In a multielectron atom, which of the following orbitals described by three quantum numbers will have same energy in absence of electric and magnetic fields? $$A. n = 1, l = 0, m_{1}=0 B.n = 2,l = 0, m_{1}=0 C.n = 2,l = 1, m_{1}=1 D.n = 3,l = 2, m_{1} = 1 E.n = 3, l = 2, m_{1} = 0$$ Choose the correct answer from the options given below:

In a multi-electron atom (without external fields), we need to identify which orbitals have the same energy.

We start by recalling the energy ordering in multi-electron atoms. In multi-electron atoms, the energy of an orbital depends on both $$n$$ and $$l$$ (unlike hydrogen where it depends only on $$n$$). However, orbitals with the same $$n$$ and $$l$$ but different $$m_l$$ are degenerate (same energy) in the absence of external electric and magnetic fields.

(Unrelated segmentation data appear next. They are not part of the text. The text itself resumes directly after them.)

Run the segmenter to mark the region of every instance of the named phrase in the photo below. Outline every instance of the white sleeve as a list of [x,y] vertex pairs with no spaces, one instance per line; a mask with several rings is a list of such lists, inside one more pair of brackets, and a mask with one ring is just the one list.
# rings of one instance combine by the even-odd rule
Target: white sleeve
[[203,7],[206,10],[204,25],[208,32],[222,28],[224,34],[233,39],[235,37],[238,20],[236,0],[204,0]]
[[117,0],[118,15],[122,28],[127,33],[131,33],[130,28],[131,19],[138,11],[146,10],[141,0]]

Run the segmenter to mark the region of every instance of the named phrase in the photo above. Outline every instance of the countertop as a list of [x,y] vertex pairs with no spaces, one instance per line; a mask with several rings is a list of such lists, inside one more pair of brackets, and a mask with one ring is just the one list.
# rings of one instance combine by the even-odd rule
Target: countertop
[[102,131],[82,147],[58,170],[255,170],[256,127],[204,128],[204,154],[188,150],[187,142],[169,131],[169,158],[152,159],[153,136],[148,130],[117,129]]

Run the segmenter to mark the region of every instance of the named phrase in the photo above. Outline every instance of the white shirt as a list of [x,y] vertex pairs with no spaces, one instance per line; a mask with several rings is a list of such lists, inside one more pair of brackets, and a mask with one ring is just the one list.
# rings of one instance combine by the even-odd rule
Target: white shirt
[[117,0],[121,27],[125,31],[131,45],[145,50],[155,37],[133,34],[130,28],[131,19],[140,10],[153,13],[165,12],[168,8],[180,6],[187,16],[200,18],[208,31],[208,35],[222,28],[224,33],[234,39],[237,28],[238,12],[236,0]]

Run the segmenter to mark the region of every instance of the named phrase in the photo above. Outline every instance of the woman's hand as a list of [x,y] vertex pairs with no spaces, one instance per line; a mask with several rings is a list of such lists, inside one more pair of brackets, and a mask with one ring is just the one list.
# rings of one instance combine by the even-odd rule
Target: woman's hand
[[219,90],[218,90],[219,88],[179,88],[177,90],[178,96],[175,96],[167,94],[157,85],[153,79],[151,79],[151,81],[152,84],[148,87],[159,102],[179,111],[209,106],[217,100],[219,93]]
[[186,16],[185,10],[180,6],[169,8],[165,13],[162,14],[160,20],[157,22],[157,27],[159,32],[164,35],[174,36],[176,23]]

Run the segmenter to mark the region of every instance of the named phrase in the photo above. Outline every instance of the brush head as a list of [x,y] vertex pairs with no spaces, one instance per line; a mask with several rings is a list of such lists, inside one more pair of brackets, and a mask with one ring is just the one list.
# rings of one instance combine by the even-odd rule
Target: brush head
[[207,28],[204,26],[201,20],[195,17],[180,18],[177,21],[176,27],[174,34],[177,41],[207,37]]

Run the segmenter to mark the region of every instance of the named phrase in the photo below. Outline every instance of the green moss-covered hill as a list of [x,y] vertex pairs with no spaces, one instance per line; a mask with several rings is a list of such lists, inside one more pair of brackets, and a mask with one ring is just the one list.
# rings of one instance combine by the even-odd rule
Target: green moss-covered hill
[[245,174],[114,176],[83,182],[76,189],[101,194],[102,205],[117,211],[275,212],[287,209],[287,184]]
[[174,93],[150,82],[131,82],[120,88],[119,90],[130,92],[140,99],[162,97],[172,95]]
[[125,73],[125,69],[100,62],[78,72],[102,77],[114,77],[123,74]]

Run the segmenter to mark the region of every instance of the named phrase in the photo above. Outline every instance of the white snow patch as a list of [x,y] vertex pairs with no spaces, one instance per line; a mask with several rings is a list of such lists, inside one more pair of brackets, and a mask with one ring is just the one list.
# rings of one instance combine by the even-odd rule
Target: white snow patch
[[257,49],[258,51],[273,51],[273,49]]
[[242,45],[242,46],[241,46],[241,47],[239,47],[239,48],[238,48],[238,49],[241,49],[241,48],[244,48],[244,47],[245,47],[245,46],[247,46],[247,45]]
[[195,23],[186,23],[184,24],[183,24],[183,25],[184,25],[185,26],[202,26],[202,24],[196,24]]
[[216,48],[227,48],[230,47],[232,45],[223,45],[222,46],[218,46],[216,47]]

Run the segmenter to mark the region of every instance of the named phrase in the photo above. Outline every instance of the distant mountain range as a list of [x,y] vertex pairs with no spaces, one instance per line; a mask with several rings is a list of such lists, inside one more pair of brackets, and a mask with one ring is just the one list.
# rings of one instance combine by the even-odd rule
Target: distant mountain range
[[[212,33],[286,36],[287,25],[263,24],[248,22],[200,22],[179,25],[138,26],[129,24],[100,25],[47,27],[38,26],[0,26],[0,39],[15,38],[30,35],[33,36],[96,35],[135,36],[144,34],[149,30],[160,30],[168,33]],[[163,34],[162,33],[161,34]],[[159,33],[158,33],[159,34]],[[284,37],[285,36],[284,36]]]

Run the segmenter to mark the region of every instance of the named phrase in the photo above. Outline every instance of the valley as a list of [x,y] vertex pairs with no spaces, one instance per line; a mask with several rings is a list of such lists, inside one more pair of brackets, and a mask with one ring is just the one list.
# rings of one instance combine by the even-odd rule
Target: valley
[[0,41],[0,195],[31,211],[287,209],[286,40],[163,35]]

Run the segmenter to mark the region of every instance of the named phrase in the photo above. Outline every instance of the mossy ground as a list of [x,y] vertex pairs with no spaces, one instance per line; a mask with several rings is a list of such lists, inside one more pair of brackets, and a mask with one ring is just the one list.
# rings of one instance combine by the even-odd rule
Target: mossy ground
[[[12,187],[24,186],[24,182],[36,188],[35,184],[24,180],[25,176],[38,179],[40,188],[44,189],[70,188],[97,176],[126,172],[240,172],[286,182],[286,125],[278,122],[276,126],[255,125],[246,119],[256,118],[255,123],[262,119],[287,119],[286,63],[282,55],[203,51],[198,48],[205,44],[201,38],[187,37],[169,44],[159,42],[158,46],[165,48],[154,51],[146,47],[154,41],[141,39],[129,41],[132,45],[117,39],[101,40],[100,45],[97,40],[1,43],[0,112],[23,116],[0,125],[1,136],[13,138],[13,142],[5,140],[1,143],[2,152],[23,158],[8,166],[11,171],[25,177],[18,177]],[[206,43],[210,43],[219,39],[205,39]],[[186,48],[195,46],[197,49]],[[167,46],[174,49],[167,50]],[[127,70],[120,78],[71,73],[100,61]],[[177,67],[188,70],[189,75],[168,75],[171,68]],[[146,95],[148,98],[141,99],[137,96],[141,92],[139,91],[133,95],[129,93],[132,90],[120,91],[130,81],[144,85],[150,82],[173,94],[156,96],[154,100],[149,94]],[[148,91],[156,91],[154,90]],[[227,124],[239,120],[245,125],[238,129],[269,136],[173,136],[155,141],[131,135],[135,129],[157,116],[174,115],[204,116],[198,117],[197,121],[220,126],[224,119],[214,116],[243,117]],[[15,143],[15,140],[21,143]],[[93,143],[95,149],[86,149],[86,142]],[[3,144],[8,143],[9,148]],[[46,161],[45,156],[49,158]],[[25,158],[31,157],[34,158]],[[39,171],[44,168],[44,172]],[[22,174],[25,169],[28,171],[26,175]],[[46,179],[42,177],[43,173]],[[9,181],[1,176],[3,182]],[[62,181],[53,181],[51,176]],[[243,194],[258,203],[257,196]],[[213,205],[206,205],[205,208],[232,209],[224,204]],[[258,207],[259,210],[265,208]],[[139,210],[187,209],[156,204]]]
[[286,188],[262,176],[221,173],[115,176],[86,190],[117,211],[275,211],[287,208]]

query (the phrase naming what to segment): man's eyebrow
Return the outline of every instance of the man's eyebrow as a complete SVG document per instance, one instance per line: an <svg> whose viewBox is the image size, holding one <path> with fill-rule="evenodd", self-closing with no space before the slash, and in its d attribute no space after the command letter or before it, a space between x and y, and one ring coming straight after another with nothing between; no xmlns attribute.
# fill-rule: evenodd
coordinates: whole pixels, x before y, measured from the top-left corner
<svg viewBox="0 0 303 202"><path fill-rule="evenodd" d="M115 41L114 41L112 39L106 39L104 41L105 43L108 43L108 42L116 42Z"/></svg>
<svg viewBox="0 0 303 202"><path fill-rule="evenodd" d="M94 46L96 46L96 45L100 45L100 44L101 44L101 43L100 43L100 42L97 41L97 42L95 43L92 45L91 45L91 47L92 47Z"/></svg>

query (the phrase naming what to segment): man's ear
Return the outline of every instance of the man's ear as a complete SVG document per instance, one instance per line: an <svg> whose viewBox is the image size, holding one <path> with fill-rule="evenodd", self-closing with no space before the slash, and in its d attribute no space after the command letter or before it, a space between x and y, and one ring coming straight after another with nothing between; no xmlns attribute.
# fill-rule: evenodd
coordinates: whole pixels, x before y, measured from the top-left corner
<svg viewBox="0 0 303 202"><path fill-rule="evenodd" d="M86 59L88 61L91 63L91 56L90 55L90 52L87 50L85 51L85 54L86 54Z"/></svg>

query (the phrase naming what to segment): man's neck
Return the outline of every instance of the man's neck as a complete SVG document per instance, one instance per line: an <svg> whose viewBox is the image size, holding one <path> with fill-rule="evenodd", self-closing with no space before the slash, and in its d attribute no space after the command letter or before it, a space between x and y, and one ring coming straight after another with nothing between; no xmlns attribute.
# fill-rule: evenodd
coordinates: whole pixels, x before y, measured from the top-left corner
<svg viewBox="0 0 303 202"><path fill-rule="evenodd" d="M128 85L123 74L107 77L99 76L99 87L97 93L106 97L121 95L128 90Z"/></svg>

Next, we identify the orbitals: A. $$n=1, l=0, m_l=0$$ — this is the $$1s$$ orbital; B. $$n=2, l=0, m_l=0$$ — this is the $$2s$$ orbital; C. $$n=2, l=1, m_l=1$$ — this is one of the $$2p$$ orbitals; D. $$n=3, l=2, m_l=1$$ — this is one of the $$3d$$ orbitals; E. $$n=3, l=2, m_l=0$$ — this is another $$3d$$ orbital.

Substituting these values, D and E both have $$n = 3$$ and $$l = 2$$ (both are $$3d$$ orbitals), differing only in $$m_l$$; they are degenerate. No other pair shares the same $$(n, l)$$ values.

The correct answer is Option D) D and E Only.